Instead, find out what groups they are engaged in and join in the conversation is a way that shows you know what you are talking about, ‘like’ or comment favourably on one of their posts (once again with care – not too enthusiastically!) and allow them to engage with you in a ‘safe’ environment , building trust and familiarity. This is Inbound Marketing at its best – within quite a short time the person you are targeting begins to feel they know you a bit, they may have checked out your contacts before accepting you so may even ask them if they know you well. If you are delivering a service they could be interested in – you have to feel like the type of person they want to reach out to – you are the expert – you don’t NEED to chase them – or so it is perceived! You can solve their problem if THEY ASK. I know this is the reverse of everything you may have learnt about sales and it is hard to not think about a massive call to action being required, but the psychology of social media requires a far more subtle approach, but one that is really effective within this environment.
How do you build trust?
Familiarity and comfort is the corner stone of building trust initially on social media. The connection may not know you personally but they are building a picture in their mind of what you are like. They will do this using the tools they have available to them:
- Your profile
- Your connections
- Your endorsements
- Your testimonials
- Your website link
- Your articles or posts
- Groups you belong to
This should be as up to date as possible – this is the place you get to sell your skills.

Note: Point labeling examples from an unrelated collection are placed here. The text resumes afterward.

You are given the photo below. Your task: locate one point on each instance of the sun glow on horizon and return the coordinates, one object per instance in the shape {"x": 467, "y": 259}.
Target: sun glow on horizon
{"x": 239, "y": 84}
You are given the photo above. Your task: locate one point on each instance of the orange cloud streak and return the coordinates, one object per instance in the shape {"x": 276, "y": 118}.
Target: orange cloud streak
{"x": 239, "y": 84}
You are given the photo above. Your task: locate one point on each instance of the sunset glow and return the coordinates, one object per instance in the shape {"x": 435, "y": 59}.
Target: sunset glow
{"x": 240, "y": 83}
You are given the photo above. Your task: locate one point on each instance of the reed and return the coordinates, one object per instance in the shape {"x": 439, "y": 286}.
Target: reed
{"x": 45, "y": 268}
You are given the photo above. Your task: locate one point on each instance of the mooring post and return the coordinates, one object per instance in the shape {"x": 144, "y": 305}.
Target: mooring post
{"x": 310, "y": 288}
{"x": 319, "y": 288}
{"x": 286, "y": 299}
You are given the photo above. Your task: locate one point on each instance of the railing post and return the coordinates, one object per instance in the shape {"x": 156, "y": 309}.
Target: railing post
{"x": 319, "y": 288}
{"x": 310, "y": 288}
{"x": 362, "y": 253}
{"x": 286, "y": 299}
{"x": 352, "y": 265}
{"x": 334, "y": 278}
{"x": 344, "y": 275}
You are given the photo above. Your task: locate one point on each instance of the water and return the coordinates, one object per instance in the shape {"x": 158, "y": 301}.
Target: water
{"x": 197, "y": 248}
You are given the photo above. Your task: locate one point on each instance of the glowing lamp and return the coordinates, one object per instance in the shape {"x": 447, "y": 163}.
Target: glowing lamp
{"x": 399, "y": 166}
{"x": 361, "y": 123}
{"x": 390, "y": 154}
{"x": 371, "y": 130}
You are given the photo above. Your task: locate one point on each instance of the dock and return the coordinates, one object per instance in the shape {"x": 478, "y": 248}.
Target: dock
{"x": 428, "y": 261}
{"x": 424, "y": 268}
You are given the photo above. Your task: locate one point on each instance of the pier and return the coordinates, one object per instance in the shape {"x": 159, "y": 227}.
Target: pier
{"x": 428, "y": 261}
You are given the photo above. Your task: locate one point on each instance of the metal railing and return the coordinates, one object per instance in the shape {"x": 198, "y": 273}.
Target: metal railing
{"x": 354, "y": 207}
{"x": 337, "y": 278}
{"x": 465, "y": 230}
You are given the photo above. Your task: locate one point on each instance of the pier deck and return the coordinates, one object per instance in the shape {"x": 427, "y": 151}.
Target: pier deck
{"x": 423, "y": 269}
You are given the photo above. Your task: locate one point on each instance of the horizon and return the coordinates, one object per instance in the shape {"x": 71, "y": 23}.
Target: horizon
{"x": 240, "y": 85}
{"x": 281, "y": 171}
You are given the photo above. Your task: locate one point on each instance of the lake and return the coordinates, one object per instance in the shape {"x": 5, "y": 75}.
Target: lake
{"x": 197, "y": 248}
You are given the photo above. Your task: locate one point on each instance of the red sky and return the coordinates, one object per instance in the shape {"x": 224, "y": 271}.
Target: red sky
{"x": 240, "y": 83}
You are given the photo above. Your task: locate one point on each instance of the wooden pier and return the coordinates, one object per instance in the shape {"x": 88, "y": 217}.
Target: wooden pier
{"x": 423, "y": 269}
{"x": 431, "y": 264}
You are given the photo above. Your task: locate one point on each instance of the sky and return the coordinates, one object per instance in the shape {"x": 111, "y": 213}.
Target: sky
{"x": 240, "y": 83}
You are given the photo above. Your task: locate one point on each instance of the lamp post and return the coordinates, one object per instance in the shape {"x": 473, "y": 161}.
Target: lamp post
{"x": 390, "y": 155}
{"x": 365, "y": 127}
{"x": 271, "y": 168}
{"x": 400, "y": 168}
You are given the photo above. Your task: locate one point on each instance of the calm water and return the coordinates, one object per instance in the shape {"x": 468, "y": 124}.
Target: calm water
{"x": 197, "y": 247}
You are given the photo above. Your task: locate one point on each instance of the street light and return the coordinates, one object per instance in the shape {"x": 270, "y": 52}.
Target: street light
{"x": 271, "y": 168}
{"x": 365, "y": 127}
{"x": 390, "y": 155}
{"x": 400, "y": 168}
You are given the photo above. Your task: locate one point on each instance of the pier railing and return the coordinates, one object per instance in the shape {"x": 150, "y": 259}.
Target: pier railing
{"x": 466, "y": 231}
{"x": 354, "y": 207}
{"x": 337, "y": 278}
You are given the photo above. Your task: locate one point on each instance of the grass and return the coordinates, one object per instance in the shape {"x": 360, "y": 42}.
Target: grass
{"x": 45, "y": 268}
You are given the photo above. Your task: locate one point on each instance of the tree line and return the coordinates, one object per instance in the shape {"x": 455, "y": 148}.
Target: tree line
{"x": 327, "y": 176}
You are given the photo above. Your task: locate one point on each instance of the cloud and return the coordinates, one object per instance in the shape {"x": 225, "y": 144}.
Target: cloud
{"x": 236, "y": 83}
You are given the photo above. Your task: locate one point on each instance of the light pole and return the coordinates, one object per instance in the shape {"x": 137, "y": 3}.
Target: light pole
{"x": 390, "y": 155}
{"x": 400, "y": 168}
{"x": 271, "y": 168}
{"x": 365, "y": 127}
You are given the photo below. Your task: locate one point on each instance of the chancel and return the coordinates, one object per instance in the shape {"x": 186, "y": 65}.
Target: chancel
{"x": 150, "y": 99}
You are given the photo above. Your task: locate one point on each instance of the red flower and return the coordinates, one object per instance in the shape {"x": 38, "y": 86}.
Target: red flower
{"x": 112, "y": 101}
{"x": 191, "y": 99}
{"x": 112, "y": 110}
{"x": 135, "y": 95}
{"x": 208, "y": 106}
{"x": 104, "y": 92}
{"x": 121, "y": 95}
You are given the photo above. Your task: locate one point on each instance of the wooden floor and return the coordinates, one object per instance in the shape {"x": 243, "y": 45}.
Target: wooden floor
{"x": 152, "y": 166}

Do not write in the third person – it is your profile and you have written it. Talk yourself up but don’t brag – let your testimonials do that for you. Make sure that you demonstrate how your various career experiences have helped you reach this stage in life where your knowledge and skills are valuable to people – it is your online CV; make it work for you.
When people are deciding to connect or not with you, the more informed will look at shared connections, who they may be (we don’t always like/trust all our old connections), and if you look to be well connected; do you know someone they may wish to meet? Don’t be tempted to accept everyone – some are simply inviting all and sundry to build their profile, some are looking to sell to you – beware recruiters! – Some will want your connections list.
Who has recommended you – are they the same sort of businesses they would relate to? What skills are they endorsing you for? I know that very often we get random endorsements from people but most will select skills they believe you have – so it is a perceived value which in these circumstances have bearing.
Who is recommending you? Are they companies they know? Trust? Do they sound genuine?
Does it say the same things as you are saying about your line of business or is there a question about the authenticity of the two? Is your marketing message the same as that of your company’s?
You are looking to build a convincing picture to the viewer that will make them either contact you, pick up the phone, ask about you or put you on their mental ‘to do’ list should the circumstances arise.
Your articles or posts:
Are they interesting? Do they read well and have information that is useful or are they a thinly disguised advert which has wasted their time? Do they link back to more information if they want it? We live in a bite sized world where information is given in bullets and the choice to dig deeper is important; time poor professionals will often leave a browser open to go back to something if they are interested.
In order to get the best out of a post or update use a BITLY.com short URL from your website to record how many people are actually visiting the website afterwards. This same URL should be used across all social media posts so you can see which has worked best and when.
Make your posts topical and informative; make them worth reading, but not too long. Any blogs should work hard for you and always lead them back to the website so they explore other articles that may interest them and demonstrate your skills.
Groups you belong to:
At the bottom of your profile page you will find a list of the groups that you are connected with, this tells people what your interests are and who you engage with. People will draw their own conclusions from these and also look to see if you have a shared interest. If you are viewing a discussion and think you would like to make a private comment to someone taking part, then by all means send them a direct message with your thoughts – or a question and get the conversation going that way.
Online Business Directory?
Companies and individuals spend quite a bit of time researching online and your social media profile is important. If you type your name into Google does your LinkedIn page appear high up the list? It is often referred to as an online business directory for a good reason, if people know of you and can’t find your contact details they can search LinkedIn.